More than a year after the election, the Arizona Republican is looking to repair that reputation by joining up with Democratic firebrand Maria Cantwell to propose something that will be anathema to both Wall Street and the Obama administration. According to two congressional sources, the two maverick senators want to reinstate Glass-Steagall Act, the Depression-era law that forced the separation of regular commercial banking from Wall Street investment banking. The senators’ proposal echoes a failed amendment introduced in the House last week by Rep.

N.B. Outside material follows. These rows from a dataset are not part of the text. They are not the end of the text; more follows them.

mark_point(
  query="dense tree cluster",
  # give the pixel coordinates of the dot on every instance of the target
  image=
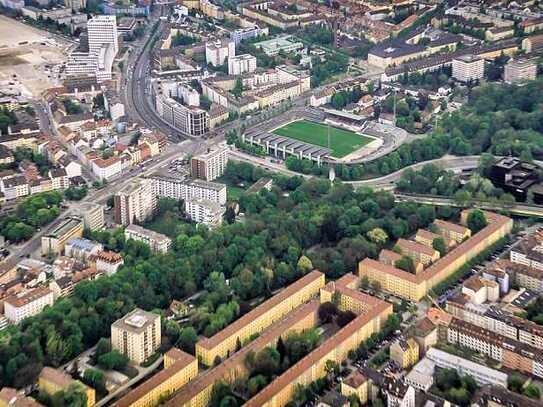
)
(35, 211)
(454, 388)
(327, 224)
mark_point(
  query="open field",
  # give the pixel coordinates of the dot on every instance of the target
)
(342, 142)
(27, 56)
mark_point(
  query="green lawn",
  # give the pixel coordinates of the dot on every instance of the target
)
(342, 142)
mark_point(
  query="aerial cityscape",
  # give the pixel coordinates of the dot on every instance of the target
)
(271, 203)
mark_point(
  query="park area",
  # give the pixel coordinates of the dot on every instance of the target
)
(342, 142)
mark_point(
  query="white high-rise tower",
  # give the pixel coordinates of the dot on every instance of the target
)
(96, 56)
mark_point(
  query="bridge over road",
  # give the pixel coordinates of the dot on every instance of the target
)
(520, 209)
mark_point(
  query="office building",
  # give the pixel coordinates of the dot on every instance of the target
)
(468, 68)
(96, 51)
(108, 262)
(137, 335)
(188, 119)
(66, 229)
(405, 352)
(26, 304)
(179, 369)
(240, 64)
(517, 70)
(185, 189)
(209, 165)
(51, 381)
(514, 176)
(204, 211)
(135, 202)
(93, 215)
(157, 242)
(218, 51)
(482, 374)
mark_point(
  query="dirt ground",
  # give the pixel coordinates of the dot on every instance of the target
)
(28, 55)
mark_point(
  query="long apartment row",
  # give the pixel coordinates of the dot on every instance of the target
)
(434, 270)
(293, 309)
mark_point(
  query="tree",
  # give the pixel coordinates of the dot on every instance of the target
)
(406, 263)
(95, 379)
(476, 220)
(377, 236)
(439, 244)
(331, 367)
(515, 382)
(304, 265)
(375, 285)
(532, 391)
(187, 339)
(327, 311)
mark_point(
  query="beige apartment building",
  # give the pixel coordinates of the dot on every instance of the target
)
(137, 335)
(66, 229)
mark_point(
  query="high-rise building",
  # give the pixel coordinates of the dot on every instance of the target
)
(468, 68)
(204, 211)
(520, 70)
(218, 51)
(210, 165)
(96, 51)
(241, 63)
(136, 202)
(137, 335)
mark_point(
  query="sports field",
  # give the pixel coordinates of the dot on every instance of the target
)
(342, 142)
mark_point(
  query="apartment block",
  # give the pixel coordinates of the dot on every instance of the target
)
(225, 341)
(204, 211)
(427, 238)
(179, 369)
(137, 335)
(51, 381)
(312, 367)
(517, 70)
(218, 51)
(185, 189)
(93, 216)
(27, 303)
(240, 64)
(303, 317)
(418, 252)
(467, 68)
(482, 374)
(82, 249)
(66, 229)
(135, 202)
(414, 287)
(529, 252)
(497, 321)
(210, 165)
(452, 230)
(157, 242)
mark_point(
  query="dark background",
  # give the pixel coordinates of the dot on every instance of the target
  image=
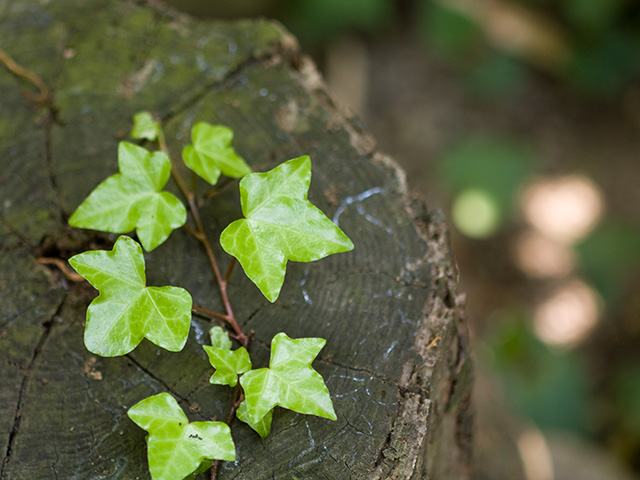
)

Maurice Hinchey of New York.
The Senate prospects for the success of the McCain-Cantwell bill—which the two plan to announce together on Wednesday morning—seem bleak at best. But McCain and Cantwell join a still small but not insignificant insurgency of chronic doubters, including former Federal Reserve chairman Paul Volcker, who say not nearly enough is being done to change Wall Street and, in particular, to address the “too big to fail” problem. The issue is one of the few in Washington that can unite the left and right sides of the political spectrum. Democrats like Cantwell deplore Wall Street’s outsize role in the real economy and its lobbying influence, and conservatives such as McCain are appalled at the way the market system has been undermined—some would say rigged—by the power of the big banks.
By proposing a bill to reinstate Glass-Steagall, McCain and Cantwell are going well outside the usual D.C. thinking on financial regulation. An anonymous Treasury official, for example, is quoted in the article as saying, “I think going back to Glass-Steagall would be like going back to the Walkman.” Bringing back Glass-Steagall is something that has made a lot of sense to the grassroots and former officials who are no longer in power, but it hasn’t really found much support among people that are currently in positions of power in D.C.
There’s always more to the story than campaign contributions, but in cases like this it’s hard not to take a look. According to OpenSecrets.org, in 2008, financial firms gave an uncommonly large amount of money to the campaigns of current members of Congress. Included in their list of top ten recipients for this year are such powerful senators as Senate Democratic Caucus Vice Chairman Chuck Schumer [D, NY], Majority Leader Harry Reid [D, NV] and Banking Committee Chairman Chris Dodd [D, CT].